Dear Ms. OurReportCard, have you given our son enough worksheets to prove that we can count on him to continue choosing worksheets for the rest of his life?  Are your worksheets of such quality that our child will continue to choose quality worksheets for himself when he is grown?  Have these worksheets taught him to be the perfect communicator?   Our son is well branded.  But we can't trust him to play with other children in a foreign language. No, he must work next to other children working in a foreign language.  Because work is what all the smartest children choose.   So, please, force our son to choose to work hard learning. 

Isn't that exactly what most parents are really asking when they send their kids off?

6 comments:

Cecelia (CC) said...

There are so many many famous people who when asked about where they learned the most answer, "Not is school". My favorite recent moment was on NPR when some African American women were doing a show about staying is school to succeed and then interviewed successful AfAm Women, who, one by one, said it was mentors not content that changed their lives - - even the panelists said so!! To me, they were undermining their purpose and affirming yours and mine with aplomb. Perhaps you can send soem of those quotes on to the parents, or, better yet, perhaps you can ask them, "Where have you learned the most in life, my beloved? Yes, yes, we are teaching him well, in the newest American model."

Hillary said...

Didn't they want him with a homeschooling family? I don't get it.

K said...

Jeepers, Hills, maybe they chose a homeschooling family because they thought we would work through the holidays? Who knows. Its difficult to tell, in any case, since we don't speak Korean, they don't speak English, and eleven year old boys never say too much regardless of the given language.

val said...

Oh katherine, how i love you. The last sentence had me cackling right out loud here in my room. How very true.

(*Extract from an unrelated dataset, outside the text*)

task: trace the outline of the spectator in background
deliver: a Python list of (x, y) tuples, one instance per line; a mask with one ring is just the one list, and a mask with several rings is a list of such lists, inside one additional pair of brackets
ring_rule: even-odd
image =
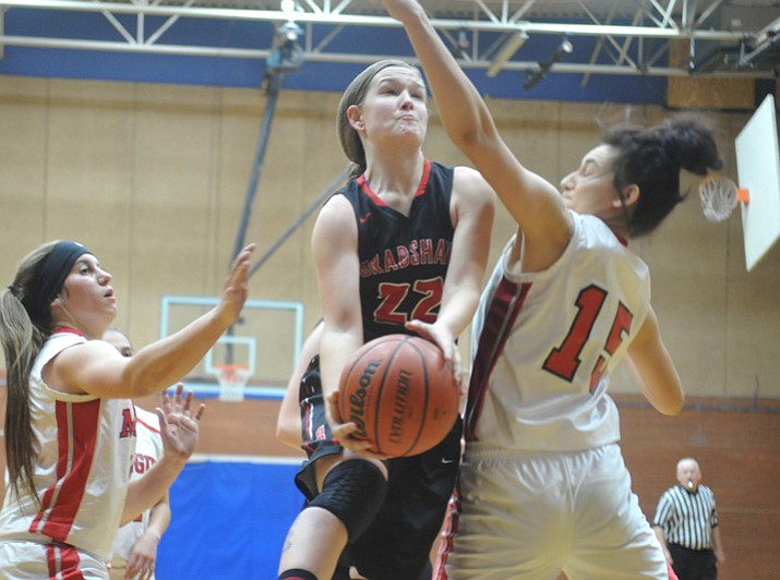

I think he's learning lots of English, and another week or so will really see it take off, once he's through the adjustment stage.

Plus we all wonder how someone can send such a young kid around the world, just trusting in goodness and okayness....he landed at YOUR house for a REASON and I don't doubt this at ALL.

If my kid went around the world and landed anywhere...your house would be at the top of my list. I wouldn't be worried at all anymore were my child with you. He's lucky.

The kids were telling us on and on and on tonight about Sponge Bob. I don't watch this. I hear things like, "Mother of Pearl, there's a fire on the poop deck!" and I roll my eyes and leave the room. But they're picking up jokes and subtlety and layers of hilarity in the content... when someone would swear, instead of bleeping it, they'd do dolphin sounds... good grief. The kids know all about dolphin sounds and do dolphins swear??

All to say, learning and happiness occur in weird places, places we don't expect. He will leave your house speaking English, I have no doubt, and feeling loved and happy too. love you, V

Heather said...

I think it was perfect how you mentioned your son spending his own money on books. We say we want our kids to be smart and value knowledge and succeed in life, so we push them into this system of forced learning in order to help them reach that goal. But look at your son, reading just because he *likes* it. THIS is what we really want, isn't it? And this system we use to attain it almost always has the opposite end result, doesn't it? I can't even tell you how often I hear adults say they "don't like to read" for goodness sakes.

How better to learn English than immersion, no? So, he is learning what they sent him to learn. They can drill him in their usual fashion once he is home.

Bart said...

"This is the child who told me he prefers not to eat or drink too much, because it creates too many interruptions. All the chewing, swallowing, going to the bathroom. Who has the time when they could be reading something?"

This is starting to sound like a Law and Order episode. When this kid snaps, stay away from the bell towers!